On va offrir certains livres à différentes saisons ou périodes. Je vais en offrir certains énormément et d’autres à un moment donné car, à cet instant, ils résonnent très fort. C’est un peu comme une lecture secrète de l’inconscient de celui qui l’offre. Avoir envie d’offrir un polar, un essai, de la poésie ou un roman dit énormément de notre psyché. C’est une manière de dire « je t’offre un bout de moi, de mon inconscient ».
Quand je prévois d’offrir un livre à quelqu’un que je ne connais pas bien ou que je viens de rencontrer, je me demande ce que je connais d’elle ou ce que je pourrais partager avec elle. En règle générale, j’offre des livres à des personnes que je connais et que j’aime, donc cela se joue dans l’immédiateté. Je peux rentrer dans une librairie et me laisser guidée par les étagères. « Tiens, celui-là, je l’avais adoré », ce sera parfait. Je peux penser à un livre que je suis entrain de découvrir ou à mes fameux « jokers », ces ouvrages qui me suivent. C’est de l’ordre de la pulsion. Comme une respiration. Offrir un livre est comme un baiser. Je te donne de moi. Cela reste très instinctif, de l’ordre du corps et de l’immédiateté.

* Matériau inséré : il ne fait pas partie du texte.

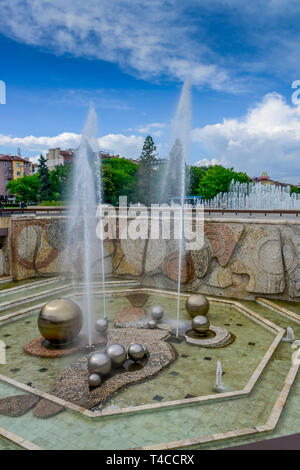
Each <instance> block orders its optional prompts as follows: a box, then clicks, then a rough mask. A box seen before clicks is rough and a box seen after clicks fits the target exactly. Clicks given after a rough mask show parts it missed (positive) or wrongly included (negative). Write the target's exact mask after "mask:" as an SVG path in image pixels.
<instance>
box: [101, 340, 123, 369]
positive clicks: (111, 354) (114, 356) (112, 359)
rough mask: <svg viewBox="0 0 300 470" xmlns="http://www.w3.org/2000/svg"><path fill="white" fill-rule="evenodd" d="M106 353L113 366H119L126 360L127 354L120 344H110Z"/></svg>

J’ai offert récemment Rimbaud, le fils, de Pierre Michon (Gallimard). Ce livre est complexe à lire. Il m’a donné une immense claque. Il demande une sorte d’ascèse, d’ambiance. Je me suis rendu compte que mon père n’avait jamais lu Pierre Michon. Il est scientifique, donc il a lu énormément, mais dans sa partie. En ce moment, il lit beaucoup plus que d’habitude, donc je souhaitais l’inviter à découvrir cet auteur, un des plus grands vivants. Avec ma mère, nous partageons l’amour des polars. Il y en avait tellement dans la maison. Nous sommes les deux fans de la famille et d’ailleurs cela a créé, entre nous, une discussion jamais interrompue. Je lui ai offert Je suis Pilgrim de Terry Hayes (Editions JC Lattès). J’ai pris une grosse claque là aussi. En le lisant, quand je suis dans les cent dernières pages, que nous sommes le soir, et que je n’arrive pas à le lâcher, je peux me faire un trois-quatre du mat… même si je me lève tôt (rires) ! Quand j’arrive aux dix dernières pages, je sors de la chambre sans faire de bruit. Je vais fumer seule une cigarette pour finir les dernières pages. En lisant le livre, je me disais qu’il était vraiment un enfant croisé en Raymond Chandler et John Le Carré. Quand je l’ai terminé, j’étais tellement impressionnée que j’ai relu l’exergue des premières pages du début. Et je me suis rendue compte que c’étaient des citations de ces deux auteurs.